Steve R, for the me question of work shorts isn't one of liability or necessarily safety. Granted there are some safety concerns. Had a sticky worm drive guard not close, my heavy jeans grabbed the blade as the saw kicked down, with shorts on part of my thigh would be gone. For the most part though, I see it more as a potential productivity loss issue that can easily be avoided.
There's lots of crap on rehab jobs. Pieces of lath sticking out, nails, splinters, stuff falling over and swiping you,etc. Even a good clean jobsite has issues for limited time periods. Guy walking around with shorts on, scrapes against something, he'll get scraped or cut and bleed. Depending on the severity of the encounter, I'm losing 5,10, 30 or more minutes of productivity out of that guy. Clean the scrape, stop the bleeding, make sure he is Ok, etc. Then he's also probably going to work a bit slower the rest of the day. Guy with shorts on has to kneel down on the floor to perform a task more productivity loss potential. Kneels down without knee pads and gets something stuck in his kneecap; or he has to go get his knee pads out of the truck. Either way, wasted time.

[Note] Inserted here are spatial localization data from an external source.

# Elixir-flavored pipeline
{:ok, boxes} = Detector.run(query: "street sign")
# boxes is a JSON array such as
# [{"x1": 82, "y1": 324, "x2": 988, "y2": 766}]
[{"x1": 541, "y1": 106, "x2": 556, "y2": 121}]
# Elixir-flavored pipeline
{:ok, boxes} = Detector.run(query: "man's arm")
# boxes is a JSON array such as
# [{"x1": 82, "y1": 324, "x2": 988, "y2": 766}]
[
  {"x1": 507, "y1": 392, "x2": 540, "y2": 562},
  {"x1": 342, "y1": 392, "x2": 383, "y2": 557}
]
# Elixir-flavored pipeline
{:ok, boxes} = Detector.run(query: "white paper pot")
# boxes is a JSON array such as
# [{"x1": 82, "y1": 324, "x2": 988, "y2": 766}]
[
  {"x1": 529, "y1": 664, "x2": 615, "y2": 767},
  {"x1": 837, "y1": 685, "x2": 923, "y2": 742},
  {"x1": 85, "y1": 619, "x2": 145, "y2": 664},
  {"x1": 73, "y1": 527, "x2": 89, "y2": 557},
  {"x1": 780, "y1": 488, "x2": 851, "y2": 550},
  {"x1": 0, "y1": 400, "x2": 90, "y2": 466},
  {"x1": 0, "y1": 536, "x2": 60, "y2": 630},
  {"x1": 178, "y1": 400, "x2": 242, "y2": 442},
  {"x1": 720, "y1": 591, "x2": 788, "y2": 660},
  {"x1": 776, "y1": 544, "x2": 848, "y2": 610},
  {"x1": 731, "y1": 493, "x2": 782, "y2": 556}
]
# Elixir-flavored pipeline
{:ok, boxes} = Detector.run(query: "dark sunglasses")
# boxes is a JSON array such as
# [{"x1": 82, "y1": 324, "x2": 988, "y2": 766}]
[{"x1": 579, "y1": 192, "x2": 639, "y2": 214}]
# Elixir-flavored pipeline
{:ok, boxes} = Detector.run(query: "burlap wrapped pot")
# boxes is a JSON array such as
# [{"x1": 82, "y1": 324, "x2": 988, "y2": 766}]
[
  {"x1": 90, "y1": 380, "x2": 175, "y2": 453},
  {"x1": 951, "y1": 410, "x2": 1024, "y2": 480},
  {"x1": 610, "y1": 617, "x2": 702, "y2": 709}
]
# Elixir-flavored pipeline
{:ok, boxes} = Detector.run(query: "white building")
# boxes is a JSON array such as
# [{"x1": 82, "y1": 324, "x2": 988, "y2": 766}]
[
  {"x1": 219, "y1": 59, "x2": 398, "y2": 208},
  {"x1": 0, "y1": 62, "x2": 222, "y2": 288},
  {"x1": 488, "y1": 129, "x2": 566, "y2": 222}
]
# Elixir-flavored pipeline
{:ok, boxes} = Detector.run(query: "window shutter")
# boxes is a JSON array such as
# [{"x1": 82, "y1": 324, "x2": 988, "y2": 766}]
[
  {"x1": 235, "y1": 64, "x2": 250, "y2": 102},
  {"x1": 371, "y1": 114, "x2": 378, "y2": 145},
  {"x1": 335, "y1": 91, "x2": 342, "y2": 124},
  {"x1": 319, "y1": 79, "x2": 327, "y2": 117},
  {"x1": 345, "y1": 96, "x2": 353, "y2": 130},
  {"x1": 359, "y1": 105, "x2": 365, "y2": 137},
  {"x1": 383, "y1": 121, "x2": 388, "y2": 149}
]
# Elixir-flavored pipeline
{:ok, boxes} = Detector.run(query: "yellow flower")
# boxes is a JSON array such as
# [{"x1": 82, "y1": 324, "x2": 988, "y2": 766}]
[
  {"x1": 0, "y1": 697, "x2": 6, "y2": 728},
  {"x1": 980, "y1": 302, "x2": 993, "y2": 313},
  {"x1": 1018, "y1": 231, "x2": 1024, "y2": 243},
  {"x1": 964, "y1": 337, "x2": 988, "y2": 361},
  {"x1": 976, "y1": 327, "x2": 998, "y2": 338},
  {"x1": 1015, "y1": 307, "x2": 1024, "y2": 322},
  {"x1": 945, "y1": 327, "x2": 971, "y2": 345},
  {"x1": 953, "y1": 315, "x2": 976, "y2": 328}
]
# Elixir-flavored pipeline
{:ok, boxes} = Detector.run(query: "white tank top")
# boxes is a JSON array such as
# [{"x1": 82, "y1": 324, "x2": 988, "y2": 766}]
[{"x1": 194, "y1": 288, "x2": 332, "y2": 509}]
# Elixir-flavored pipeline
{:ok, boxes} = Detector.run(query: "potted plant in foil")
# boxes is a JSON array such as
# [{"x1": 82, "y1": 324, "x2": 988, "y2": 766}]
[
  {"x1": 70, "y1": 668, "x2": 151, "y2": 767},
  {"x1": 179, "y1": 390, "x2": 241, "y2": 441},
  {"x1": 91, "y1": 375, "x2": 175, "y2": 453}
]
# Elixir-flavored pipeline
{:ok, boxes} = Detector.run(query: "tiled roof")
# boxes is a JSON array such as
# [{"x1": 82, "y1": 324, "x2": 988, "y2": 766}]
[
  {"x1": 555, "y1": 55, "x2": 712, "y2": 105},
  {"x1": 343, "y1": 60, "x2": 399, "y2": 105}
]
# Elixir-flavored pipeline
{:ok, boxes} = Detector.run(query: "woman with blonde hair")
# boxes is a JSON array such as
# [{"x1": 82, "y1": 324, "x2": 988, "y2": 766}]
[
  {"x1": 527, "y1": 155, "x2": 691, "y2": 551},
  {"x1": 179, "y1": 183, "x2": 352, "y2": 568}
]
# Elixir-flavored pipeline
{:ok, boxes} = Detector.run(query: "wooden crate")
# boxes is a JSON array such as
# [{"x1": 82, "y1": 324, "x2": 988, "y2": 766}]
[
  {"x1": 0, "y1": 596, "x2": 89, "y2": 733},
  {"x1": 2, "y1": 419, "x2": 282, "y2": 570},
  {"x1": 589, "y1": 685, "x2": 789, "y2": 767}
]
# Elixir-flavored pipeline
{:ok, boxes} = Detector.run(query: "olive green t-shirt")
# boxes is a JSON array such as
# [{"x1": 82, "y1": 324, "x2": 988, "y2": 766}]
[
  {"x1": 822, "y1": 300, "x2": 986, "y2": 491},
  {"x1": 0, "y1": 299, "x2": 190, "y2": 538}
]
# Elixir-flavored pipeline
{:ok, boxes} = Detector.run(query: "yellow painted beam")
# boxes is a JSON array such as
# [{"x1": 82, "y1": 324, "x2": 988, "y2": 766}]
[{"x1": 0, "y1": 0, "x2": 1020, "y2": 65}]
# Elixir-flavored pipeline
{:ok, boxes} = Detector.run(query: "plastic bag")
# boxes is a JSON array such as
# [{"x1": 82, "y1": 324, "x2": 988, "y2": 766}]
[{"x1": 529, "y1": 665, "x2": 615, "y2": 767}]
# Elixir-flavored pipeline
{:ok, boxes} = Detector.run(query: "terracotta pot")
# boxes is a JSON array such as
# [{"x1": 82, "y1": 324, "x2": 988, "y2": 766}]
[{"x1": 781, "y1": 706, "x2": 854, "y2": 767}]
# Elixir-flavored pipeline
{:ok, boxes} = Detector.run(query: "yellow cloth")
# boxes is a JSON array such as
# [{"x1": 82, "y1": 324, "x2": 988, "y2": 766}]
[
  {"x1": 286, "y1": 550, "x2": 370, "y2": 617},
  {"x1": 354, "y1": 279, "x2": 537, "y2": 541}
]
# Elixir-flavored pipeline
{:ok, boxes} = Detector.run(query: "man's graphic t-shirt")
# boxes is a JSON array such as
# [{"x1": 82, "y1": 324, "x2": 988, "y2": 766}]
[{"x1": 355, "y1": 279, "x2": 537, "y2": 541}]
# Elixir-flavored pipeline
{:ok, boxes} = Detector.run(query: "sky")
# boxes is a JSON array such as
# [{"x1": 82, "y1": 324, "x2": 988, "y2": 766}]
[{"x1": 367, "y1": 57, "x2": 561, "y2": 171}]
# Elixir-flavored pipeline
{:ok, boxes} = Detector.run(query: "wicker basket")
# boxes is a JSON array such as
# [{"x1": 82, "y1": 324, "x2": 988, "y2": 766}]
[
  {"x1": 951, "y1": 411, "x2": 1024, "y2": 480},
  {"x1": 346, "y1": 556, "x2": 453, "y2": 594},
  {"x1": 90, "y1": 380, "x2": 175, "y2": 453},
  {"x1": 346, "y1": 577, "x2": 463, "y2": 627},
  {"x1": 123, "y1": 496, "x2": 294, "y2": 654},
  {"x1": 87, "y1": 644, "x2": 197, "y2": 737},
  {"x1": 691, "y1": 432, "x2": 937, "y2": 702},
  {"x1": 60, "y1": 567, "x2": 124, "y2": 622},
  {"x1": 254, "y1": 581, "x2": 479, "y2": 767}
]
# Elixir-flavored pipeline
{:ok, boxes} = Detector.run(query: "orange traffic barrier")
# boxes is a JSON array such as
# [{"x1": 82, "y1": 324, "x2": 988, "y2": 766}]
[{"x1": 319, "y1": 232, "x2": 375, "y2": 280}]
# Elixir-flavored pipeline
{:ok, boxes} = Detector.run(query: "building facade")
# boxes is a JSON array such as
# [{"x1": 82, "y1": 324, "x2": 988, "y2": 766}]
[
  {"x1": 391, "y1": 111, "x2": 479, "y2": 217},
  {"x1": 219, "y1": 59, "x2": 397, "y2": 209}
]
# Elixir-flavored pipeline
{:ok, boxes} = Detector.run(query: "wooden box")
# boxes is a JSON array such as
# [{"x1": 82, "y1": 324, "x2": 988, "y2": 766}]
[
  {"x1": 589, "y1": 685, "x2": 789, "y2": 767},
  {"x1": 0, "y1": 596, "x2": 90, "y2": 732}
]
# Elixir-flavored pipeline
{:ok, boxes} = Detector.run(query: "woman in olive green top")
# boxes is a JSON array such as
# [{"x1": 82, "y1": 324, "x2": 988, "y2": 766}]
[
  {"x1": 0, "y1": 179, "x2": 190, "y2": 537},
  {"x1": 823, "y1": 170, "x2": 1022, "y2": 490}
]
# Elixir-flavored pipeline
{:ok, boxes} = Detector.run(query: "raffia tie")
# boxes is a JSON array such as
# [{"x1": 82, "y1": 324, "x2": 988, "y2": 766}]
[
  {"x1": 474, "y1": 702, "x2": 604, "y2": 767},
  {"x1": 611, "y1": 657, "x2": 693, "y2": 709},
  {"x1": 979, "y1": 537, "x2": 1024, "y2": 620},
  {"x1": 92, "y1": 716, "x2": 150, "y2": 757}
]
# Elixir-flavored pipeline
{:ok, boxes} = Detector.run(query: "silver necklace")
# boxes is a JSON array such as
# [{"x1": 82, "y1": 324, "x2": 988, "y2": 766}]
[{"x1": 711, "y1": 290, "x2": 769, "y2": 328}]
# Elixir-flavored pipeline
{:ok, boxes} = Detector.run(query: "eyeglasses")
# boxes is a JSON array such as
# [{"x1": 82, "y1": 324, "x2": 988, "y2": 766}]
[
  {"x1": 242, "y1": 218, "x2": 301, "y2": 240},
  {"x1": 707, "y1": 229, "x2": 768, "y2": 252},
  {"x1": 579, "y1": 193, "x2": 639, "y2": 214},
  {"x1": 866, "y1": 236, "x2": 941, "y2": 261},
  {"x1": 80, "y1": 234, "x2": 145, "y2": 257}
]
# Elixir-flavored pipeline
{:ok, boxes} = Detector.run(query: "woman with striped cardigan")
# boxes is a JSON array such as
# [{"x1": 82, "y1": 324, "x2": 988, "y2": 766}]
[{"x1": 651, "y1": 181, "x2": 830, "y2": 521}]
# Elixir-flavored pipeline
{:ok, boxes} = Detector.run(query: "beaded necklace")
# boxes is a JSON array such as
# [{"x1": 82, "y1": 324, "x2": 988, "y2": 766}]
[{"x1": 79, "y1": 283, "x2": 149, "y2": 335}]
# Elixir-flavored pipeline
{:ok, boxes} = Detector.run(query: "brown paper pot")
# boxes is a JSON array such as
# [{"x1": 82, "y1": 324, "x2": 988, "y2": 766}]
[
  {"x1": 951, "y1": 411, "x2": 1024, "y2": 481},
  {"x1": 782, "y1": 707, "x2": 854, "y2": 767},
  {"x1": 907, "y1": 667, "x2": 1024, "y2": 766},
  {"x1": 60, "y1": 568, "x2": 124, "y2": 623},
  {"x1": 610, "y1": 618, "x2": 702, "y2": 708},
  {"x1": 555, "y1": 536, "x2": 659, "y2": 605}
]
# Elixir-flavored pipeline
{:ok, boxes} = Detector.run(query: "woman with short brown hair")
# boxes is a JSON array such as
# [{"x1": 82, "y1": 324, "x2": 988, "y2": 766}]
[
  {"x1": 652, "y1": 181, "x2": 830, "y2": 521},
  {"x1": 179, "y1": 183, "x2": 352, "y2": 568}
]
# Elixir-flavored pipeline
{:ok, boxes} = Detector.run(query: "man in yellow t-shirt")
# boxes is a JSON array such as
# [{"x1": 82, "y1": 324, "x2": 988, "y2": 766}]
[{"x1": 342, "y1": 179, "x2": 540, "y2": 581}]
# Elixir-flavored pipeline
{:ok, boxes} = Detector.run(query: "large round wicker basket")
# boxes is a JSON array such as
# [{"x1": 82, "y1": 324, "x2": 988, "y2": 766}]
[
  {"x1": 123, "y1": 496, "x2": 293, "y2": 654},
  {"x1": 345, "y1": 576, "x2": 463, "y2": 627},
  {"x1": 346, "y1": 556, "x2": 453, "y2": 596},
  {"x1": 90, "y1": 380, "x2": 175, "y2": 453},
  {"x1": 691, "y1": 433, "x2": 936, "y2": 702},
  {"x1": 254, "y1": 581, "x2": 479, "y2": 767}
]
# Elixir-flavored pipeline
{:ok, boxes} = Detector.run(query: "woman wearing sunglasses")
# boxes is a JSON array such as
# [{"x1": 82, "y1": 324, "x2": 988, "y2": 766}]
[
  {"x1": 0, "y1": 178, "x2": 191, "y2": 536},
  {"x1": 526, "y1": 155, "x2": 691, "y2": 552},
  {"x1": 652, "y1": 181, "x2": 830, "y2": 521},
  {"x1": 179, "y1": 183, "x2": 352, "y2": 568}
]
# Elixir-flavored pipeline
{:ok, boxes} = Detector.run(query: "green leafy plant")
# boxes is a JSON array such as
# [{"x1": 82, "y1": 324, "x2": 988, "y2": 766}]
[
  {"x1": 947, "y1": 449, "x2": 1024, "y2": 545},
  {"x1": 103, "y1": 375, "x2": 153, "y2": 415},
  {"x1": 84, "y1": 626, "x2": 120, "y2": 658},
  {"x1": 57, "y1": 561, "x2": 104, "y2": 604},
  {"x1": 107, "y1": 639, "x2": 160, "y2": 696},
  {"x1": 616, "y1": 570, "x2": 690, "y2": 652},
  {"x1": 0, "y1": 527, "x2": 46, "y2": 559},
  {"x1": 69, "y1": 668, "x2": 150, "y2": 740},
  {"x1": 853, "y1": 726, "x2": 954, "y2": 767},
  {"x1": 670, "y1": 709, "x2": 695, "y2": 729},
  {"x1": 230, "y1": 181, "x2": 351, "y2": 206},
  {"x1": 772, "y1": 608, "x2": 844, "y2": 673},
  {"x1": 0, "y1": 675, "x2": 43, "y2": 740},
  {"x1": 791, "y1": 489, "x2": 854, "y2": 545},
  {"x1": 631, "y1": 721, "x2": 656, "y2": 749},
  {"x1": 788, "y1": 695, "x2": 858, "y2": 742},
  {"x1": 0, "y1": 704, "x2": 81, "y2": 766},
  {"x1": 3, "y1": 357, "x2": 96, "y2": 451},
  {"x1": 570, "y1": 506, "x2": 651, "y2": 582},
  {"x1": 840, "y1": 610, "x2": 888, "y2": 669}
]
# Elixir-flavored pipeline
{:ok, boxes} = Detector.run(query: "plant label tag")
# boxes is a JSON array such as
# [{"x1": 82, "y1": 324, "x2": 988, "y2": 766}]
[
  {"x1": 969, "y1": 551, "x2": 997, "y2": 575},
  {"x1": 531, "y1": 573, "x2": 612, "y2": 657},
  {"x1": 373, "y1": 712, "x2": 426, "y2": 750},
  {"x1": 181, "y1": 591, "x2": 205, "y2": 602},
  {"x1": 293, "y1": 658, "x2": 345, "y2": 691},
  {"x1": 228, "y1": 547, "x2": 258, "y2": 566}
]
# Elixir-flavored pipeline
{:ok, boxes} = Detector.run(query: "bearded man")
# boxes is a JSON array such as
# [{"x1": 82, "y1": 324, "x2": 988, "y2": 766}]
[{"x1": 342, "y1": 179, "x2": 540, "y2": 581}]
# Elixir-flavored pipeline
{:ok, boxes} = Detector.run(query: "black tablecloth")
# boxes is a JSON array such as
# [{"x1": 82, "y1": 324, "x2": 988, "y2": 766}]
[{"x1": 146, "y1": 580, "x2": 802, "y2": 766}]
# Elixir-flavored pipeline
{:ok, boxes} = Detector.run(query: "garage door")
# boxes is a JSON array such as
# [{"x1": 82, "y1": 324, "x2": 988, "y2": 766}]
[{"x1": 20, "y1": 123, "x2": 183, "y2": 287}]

A guy with work pants on avoids these issues. Work pants can easily absorb at lot of the mentioned encounters and allow the worker to keep on working. At the end of the day, he's been more productive and helped keep the job on schedule.
As far as wearing gloves using circular saws or drills, I've seen too many gloves get caught up on sticky blade guards, grabbed by a splinter or torqued by a drill. As much as the idea of wearing gloves to protect hands seems like a good one. Experience has shown the opposite to be true. Gloves and power tools don't mix well.
My old man was a GC. I've been on jobsites since I was 7 or 8. I still do a lot of residential rehab along with other stuff.